Albert Manchester, R.N.R (1889-1935)
My grandfather Albert Manchester was born in Pwllheli in 1889 and raised in the Lleyn peninsular. He was a "Conway Boy" - a pupil/cadet on the naval training ship HMS Conway.
He joined the merchant navy and became a second officer. During the 1914-18 war he served as a Royal Naval Reserve officer in the Orvieto, an armed merchant cruiser.
He married my grand-mother, Drusilla Renshaw 1880-1969 in 1916 in Newcastle-u-Lyme, Staffordshire, in a ceremony which must have been overshadowed by the funeral of Thomas Lee Manchester (my great-grandfather), which had occurred only days previously.
He was evidently popular with his fellow-officers, since a wedding gift from them consisted of a large silver tray bearing the following inscription ..
Presented to Sub-Lieutenant and Mrs Manchester on the occasion of their Marriage. Dec 2nd 1916. By the Officers of H.M.S "Orvieto".
.. also inscribed are the actual signatures of 35 officers and mid-shipmen. Many of the more legible names inscribed can be clearly identified from the official Navy Lists of the period. The officers included two surgeons, two Lieutenant-Commanders, and several engineering officers.
See also RMS Orvieto for more information about the ship.
Albert and Drusilla had one child, a son, Thomas Lee Manchxester, born in 1918, and named after Albert's father. Later they separated, and Albert seems to have returned to his birth-place in Pwllheli, North Wales, where he is said to have lived in seclusion on his boat and taken up painting, although a neighbour of the Manchester family in Cardiff Road remembers him living in a row of cottages named Tai Cochion, near to Pwllheli.
Death of Albert Manchester, October 1935
Caernarvon & Denbigh Herald, Friday 1st November 1935, Caernarvon Record Office.
ALONE IN A BOAT
Fisherman found dead.
Mr Albert Manchester, son of the late Mr & Mrs T Manchester, Pwllheli, was found dead in a boat at Pwllheli Harbour on Sunday afternoon. Deceased had been living alone on a small fishing smack for several months.
Mr E. Robyns Owen, Coroner for South Caernarvonshire, held an inquest on Monday at the Poor Law Institution, Pwllheli.
Police Sergeant Thomas Jones stated he knew the deceased well.
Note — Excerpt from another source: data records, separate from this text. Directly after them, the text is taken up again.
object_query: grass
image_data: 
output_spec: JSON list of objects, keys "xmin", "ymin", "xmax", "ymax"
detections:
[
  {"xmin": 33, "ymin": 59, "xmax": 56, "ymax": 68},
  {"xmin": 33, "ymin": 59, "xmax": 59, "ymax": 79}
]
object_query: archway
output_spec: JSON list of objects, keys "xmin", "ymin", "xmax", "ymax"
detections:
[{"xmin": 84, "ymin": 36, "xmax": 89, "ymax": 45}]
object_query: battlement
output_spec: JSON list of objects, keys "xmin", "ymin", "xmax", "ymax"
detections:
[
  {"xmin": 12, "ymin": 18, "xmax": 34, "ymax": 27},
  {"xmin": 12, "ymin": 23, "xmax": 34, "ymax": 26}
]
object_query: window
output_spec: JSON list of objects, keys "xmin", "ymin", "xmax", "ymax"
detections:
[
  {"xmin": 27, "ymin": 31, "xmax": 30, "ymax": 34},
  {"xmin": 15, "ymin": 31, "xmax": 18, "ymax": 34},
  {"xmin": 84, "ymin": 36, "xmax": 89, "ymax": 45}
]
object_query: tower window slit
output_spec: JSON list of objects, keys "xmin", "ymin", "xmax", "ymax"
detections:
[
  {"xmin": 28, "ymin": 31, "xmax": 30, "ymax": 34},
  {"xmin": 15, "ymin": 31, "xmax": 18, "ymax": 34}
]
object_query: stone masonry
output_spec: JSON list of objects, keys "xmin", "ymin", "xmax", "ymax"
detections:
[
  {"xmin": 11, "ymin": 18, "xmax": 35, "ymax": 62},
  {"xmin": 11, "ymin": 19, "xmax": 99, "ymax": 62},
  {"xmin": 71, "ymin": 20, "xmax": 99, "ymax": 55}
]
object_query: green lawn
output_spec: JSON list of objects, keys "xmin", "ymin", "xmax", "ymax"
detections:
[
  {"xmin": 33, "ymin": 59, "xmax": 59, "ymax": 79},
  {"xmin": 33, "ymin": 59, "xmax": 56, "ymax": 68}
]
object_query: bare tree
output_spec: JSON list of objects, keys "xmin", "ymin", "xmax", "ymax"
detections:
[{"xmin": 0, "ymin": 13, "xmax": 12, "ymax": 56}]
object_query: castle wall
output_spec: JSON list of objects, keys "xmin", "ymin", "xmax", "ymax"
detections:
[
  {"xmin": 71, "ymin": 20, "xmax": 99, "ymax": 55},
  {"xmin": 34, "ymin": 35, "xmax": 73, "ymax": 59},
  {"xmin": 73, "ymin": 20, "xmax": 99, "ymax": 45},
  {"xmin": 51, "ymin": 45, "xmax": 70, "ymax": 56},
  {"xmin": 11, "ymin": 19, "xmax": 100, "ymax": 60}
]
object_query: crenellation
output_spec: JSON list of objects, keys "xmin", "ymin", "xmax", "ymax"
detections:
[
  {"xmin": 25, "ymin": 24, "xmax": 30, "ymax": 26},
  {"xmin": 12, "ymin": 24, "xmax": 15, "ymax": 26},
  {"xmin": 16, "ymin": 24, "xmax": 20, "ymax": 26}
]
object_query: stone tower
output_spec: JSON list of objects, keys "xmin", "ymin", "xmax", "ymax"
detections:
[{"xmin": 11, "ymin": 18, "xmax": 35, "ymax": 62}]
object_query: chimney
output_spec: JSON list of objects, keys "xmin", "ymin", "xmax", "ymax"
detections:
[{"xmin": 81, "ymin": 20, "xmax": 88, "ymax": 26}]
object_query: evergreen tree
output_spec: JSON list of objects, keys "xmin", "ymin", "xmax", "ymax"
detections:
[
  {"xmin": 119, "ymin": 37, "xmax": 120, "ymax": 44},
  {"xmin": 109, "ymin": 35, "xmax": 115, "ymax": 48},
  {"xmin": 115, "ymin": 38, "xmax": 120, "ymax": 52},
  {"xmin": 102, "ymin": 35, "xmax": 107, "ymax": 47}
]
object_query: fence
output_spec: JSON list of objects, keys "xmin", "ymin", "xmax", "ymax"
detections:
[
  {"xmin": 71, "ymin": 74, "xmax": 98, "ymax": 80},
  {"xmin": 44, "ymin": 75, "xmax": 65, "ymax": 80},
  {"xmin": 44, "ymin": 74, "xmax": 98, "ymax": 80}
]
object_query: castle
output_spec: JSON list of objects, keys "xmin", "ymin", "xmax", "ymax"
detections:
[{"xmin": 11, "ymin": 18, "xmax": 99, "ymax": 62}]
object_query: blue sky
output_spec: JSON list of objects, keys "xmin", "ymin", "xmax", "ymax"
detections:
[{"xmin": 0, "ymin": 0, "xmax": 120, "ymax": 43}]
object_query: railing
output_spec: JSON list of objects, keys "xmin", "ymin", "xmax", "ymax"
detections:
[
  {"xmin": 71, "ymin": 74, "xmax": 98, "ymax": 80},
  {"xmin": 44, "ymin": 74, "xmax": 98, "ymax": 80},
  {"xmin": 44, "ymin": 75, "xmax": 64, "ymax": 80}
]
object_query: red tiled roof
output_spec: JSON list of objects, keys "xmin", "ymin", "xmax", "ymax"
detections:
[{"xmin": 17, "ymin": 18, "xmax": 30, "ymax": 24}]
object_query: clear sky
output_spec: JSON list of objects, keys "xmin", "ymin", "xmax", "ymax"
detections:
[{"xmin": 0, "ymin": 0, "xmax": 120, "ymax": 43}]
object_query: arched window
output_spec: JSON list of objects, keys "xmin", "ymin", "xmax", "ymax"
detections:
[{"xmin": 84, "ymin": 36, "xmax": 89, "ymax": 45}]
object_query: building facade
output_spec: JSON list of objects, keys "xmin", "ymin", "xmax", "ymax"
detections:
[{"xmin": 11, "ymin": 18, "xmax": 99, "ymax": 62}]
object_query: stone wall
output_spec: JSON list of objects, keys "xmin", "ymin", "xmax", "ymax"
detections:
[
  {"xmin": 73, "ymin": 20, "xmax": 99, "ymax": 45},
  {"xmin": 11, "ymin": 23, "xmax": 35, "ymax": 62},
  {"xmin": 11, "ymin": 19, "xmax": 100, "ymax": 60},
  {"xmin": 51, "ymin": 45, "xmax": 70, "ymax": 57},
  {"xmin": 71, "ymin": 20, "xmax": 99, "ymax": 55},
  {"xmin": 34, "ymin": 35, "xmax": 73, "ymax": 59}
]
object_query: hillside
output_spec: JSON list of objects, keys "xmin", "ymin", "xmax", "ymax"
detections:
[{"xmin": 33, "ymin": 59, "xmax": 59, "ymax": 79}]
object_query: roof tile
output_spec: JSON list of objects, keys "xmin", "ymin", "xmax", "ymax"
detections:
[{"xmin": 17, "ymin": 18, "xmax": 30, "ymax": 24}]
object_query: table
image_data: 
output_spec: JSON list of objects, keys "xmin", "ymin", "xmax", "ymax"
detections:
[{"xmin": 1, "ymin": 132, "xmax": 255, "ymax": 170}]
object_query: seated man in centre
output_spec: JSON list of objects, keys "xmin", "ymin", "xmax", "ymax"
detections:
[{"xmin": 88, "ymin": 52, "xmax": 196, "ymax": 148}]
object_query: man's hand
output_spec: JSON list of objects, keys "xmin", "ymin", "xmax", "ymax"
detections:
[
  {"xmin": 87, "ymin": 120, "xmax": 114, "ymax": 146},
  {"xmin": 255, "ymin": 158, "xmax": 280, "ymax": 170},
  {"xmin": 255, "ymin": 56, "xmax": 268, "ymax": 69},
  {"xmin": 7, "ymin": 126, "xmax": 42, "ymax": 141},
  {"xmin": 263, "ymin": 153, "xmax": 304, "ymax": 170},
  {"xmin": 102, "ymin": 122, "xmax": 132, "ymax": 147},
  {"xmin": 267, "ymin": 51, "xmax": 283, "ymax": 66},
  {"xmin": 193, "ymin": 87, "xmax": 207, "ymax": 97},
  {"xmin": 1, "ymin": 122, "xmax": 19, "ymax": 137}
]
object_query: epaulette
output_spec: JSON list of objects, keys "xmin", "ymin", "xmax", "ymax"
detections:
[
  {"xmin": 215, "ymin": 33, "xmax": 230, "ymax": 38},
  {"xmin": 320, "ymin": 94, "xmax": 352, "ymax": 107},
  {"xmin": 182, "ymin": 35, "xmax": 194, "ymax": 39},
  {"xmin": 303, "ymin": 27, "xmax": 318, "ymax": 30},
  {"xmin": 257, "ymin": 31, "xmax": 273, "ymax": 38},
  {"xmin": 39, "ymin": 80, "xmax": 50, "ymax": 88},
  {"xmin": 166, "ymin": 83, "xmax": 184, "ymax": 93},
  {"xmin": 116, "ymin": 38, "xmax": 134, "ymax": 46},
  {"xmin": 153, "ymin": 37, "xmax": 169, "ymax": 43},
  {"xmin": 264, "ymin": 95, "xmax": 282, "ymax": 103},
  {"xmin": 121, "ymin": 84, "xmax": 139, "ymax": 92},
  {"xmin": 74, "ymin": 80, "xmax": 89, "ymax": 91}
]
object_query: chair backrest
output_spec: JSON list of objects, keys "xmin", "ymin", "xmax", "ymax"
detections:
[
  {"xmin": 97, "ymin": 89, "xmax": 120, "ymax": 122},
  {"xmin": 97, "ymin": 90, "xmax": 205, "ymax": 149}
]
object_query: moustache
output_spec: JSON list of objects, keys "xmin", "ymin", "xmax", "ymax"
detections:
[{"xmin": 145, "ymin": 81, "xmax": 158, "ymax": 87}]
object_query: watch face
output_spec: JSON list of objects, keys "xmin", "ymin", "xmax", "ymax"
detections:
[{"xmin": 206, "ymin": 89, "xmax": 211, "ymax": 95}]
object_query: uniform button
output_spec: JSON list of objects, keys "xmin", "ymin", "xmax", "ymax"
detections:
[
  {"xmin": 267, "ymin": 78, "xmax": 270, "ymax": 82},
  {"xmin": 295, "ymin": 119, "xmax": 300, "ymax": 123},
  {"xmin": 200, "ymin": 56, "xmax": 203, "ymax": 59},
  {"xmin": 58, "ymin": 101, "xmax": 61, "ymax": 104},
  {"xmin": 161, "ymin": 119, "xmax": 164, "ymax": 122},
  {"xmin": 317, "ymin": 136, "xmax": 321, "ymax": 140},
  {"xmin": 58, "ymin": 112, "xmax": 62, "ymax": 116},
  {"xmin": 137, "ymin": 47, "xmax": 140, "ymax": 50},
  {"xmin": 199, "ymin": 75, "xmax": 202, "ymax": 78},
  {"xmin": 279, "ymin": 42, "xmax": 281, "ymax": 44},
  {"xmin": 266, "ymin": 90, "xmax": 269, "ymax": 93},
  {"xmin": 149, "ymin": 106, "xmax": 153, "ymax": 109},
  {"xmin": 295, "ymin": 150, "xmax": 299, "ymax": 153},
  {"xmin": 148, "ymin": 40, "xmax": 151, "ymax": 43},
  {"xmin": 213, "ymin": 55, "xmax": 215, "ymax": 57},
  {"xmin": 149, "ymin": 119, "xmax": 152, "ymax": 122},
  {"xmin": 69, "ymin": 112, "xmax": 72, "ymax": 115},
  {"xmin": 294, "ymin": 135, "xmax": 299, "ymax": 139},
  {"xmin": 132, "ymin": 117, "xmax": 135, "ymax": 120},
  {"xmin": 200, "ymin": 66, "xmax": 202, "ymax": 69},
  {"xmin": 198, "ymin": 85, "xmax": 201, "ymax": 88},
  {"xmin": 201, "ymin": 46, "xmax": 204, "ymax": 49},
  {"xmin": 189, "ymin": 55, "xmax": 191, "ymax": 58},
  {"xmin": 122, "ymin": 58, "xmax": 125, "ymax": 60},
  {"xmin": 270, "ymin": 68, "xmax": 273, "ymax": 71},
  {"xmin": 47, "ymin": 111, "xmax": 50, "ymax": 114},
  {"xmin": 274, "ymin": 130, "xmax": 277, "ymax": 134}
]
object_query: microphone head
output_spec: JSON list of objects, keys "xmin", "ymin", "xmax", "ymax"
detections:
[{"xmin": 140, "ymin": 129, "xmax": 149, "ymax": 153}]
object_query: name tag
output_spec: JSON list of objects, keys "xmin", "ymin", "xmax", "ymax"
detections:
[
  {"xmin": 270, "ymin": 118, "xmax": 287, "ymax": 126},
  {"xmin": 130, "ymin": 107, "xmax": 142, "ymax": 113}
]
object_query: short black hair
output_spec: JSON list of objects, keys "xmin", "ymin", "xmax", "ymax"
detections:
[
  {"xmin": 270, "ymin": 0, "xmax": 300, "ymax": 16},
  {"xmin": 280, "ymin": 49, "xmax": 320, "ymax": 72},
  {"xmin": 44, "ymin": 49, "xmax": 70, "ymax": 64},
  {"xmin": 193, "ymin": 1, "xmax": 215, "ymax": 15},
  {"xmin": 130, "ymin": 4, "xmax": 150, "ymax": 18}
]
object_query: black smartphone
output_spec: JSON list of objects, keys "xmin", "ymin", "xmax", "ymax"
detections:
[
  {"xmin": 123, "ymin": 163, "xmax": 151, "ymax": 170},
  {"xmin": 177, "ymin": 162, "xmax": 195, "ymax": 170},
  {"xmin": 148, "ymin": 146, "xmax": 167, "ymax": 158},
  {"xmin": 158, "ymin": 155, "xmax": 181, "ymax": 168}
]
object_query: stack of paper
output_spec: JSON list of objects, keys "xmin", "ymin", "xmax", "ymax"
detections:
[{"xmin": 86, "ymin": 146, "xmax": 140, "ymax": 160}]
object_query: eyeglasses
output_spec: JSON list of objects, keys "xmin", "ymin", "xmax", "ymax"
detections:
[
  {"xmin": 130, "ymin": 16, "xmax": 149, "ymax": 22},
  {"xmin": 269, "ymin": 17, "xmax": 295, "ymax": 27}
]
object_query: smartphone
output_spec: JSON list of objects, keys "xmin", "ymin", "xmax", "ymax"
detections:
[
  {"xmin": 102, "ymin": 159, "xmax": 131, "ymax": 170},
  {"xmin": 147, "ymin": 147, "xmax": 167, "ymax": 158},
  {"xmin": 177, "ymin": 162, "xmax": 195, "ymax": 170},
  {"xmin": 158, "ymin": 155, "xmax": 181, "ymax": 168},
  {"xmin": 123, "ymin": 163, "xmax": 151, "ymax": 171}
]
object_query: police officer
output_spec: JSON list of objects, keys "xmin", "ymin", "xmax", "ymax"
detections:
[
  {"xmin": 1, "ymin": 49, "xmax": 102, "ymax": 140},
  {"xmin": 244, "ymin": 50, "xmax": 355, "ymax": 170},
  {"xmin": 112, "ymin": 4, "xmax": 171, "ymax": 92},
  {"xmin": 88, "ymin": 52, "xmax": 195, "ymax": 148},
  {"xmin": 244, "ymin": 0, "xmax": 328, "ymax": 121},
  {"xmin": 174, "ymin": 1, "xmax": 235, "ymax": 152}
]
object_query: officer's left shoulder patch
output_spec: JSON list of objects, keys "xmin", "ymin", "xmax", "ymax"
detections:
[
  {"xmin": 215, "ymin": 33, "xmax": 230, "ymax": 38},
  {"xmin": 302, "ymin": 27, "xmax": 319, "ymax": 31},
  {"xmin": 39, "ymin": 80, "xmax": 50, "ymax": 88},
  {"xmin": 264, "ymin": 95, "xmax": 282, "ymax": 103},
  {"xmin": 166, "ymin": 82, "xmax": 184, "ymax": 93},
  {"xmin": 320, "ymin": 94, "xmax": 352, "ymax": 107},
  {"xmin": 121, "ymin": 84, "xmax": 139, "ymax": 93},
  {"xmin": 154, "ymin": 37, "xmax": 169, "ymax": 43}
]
He was about 44 years of age and a seaman. He had not been following his occupation as a seaman for some time. He lived in a yacht known as 'Polly' which was at anchor in the Inner Harbour, Pwllheli. The yacht was the property of Mrs Clarke, Pwllheli. He received a telephone message on Sunday that Albert Manchester was found dead in the yacht. He went to the boat and entered the cabin through the hatchway. He saw the deceased lying on his back on the floor. He had only his trousers on. Under his shoulder was a frying pan and close to his head an oil stove. There was a small cut above the right eye and also above the ear. He was examined by Dr. J.H. Rhys and Dr. Charles Evans before he was moved to the mortuary. There was no sign of struggle. There were two lockers, but no bedclothes, only the clothes he was wearing , to keep him warm on cold nights. There was some food, butter and cigarettes in the locker.
John Ashbrook, fisherman, 16 New Street, Pwllheli, said he knew deceased and saw him last Thursday morning. He had his head through the hatch looking towards South Beach. He had no conversation with him. He last spoke to deceased on Monday. He looked wild and did not care to have any conversation with anyone.
Dr. J.H. Rhys, Delfryn, Pwllheli, said he was called to the deceased on Sunday afternoon and examined him in the boat in the company of Dr. Charles Evans. On Monday he conducted a Post Mortem examination on the body and found that the immediate cause of death was heart failure, accelerated by exposure and inflammatory disease of the kidneys.
A verdict of death from natural causes was returned.